Veya berber ve kuaförler ancak randevu sistemi ile dükkanlarını açabilecek.
Restoran ve kafeler, mevsimin avantajını kullanarak dışarıya belli sayıda masa kurabilecek veya içerideki masa ve sandalyeleri azaltarak kısıtlı hizmet verebilecek.
Özetle...
Hayat, kontrollü akacak. Ve bu özellikli durum, geride kalan ayların kayıplarını telafi hedefinden ziyade, bu yıl için başını suyun üstünde tutma, çarkları döndürme, alacak-borç ilişkilerini sağlıklı zeminde oturtma gayreti olarak devam edecek.

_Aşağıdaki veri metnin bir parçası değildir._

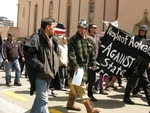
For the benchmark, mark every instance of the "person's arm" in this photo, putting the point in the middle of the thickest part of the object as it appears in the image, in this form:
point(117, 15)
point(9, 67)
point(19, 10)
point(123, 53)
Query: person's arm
point(72, 55)
point(32, 55)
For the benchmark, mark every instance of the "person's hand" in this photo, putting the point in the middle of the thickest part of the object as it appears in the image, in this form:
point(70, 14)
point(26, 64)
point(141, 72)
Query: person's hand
point(148, 66)
point(76, 70)
point(6, 60)
point(23, 59)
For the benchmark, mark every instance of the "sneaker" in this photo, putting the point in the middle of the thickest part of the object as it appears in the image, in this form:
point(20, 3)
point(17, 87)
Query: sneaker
point(114, 87)
point(102, 91)
point(107, 88)
point(7, 83)
point(93, 98)
point(54, 93)
point(17, 84)
point(64, 89)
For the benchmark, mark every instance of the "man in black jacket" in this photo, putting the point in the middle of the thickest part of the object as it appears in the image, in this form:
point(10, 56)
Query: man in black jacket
point(42, 63)
point(11, 52)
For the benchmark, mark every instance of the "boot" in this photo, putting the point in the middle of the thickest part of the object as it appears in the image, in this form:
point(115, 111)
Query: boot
point(71, 105)
point(89, 107)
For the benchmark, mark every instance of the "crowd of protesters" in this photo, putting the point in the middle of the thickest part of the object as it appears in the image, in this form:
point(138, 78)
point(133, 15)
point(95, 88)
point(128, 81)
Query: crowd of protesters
point(58, 59)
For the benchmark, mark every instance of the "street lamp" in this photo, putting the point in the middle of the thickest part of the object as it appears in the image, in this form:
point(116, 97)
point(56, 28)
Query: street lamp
point(18, 14)
point(29, 1)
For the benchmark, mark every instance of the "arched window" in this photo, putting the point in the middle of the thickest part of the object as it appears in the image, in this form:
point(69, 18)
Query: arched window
point(91, 11)
point(35, 17)
point(23, 14)
point(68, 17)
point(51, 9)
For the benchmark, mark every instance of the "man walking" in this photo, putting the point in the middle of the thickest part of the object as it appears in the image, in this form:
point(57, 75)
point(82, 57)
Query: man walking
point(11, 53)
point(42, 63)
point(81, 55)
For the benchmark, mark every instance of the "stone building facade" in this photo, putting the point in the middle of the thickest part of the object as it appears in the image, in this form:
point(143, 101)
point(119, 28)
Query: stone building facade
point(129, 13)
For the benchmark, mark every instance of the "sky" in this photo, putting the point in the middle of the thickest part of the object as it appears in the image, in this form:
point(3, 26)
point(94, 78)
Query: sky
point(9, 9)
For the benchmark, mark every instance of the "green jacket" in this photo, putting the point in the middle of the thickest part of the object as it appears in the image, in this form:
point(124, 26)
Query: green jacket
point(81, 53)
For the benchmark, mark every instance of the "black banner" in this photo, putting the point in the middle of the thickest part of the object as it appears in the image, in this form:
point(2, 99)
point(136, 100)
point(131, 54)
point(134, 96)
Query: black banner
point(121, 51)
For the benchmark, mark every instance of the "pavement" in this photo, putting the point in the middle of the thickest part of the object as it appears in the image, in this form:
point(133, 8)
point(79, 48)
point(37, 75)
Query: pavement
point(16, 99)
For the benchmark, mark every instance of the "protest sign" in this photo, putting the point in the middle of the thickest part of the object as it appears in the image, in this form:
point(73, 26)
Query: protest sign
point(121, 51)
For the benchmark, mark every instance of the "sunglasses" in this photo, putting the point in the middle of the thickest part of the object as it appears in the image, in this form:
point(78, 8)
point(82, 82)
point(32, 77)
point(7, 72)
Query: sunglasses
point(94, 27)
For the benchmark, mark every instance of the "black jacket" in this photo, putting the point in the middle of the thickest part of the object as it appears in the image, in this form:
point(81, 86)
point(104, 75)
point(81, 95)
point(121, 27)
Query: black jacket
point(34, 49)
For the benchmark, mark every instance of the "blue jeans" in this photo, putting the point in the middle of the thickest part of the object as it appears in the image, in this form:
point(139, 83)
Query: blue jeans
point(63, 75)
point(40, 104)
point(8, 68)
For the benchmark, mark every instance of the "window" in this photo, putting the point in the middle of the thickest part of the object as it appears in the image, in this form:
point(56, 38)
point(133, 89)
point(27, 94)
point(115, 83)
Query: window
point(23, 14)
point(51, 9)
point(91, 11)
point(35, 17)
point(68, 17)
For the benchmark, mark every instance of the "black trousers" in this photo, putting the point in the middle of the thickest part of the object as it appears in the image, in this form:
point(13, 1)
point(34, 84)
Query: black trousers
point(144, 82)
point(91, 81)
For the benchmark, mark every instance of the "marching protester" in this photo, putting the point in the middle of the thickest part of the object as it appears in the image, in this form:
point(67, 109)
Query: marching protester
point(11, 53)
point(142, 79)
point(42, 63)
point(63, 59)
point(22, 64)
point(80, 55)
point(92, 29)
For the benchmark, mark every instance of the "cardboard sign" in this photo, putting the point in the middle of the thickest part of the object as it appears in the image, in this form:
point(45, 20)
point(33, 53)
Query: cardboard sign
point(121, 51)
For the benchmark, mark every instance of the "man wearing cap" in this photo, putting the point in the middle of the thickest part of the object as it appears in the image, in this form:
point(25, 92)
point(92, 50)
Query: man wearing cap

Bu noktada özellikle odaklanmamız gereken alanın tarım sektörü olduğu kanaatindeyim.
Salgın günlerinde gıda maddeleri temin ve tedarikinde sorun yaşanmaması çok önemli idi. Bundan sonrasında ise ülke ihtiyacı ile uyumlu tarımsal ürün rekoltesinin teminat altına alınması ana hedeflerden biri haline gelecek.
Ki şimdiden bu yönde ciddi hazırlık ve planlamalar söz konusu.
Türkiye'nin kriz yönetim tecrübesi, kamu ve özel sektör birikimi birçok açıdan avantaja dönüştü. Acil servisi ve yoğun bakım ünitesinin yönetimini bilen sağlık personeli dünyada neredeyse yok gibi.
Veya bakliyattan süt ürünlerine, undan makarnaya kadar halkın temel gıda maddelerine yüklendiği anlarda tek bir isteğin bile karşılıksız bırakılmaması da yine organizasyonel kabiliyetin ve talep yönetiminin sonucu.
Ve nihayet...
Siyasi otoritenin, olağanüstü şartları, olabildiğince olağan sınırlarda sevk ve idare edebilme yetkinliği de işte böylesi olaylarda anlamını ve değerini artırdı.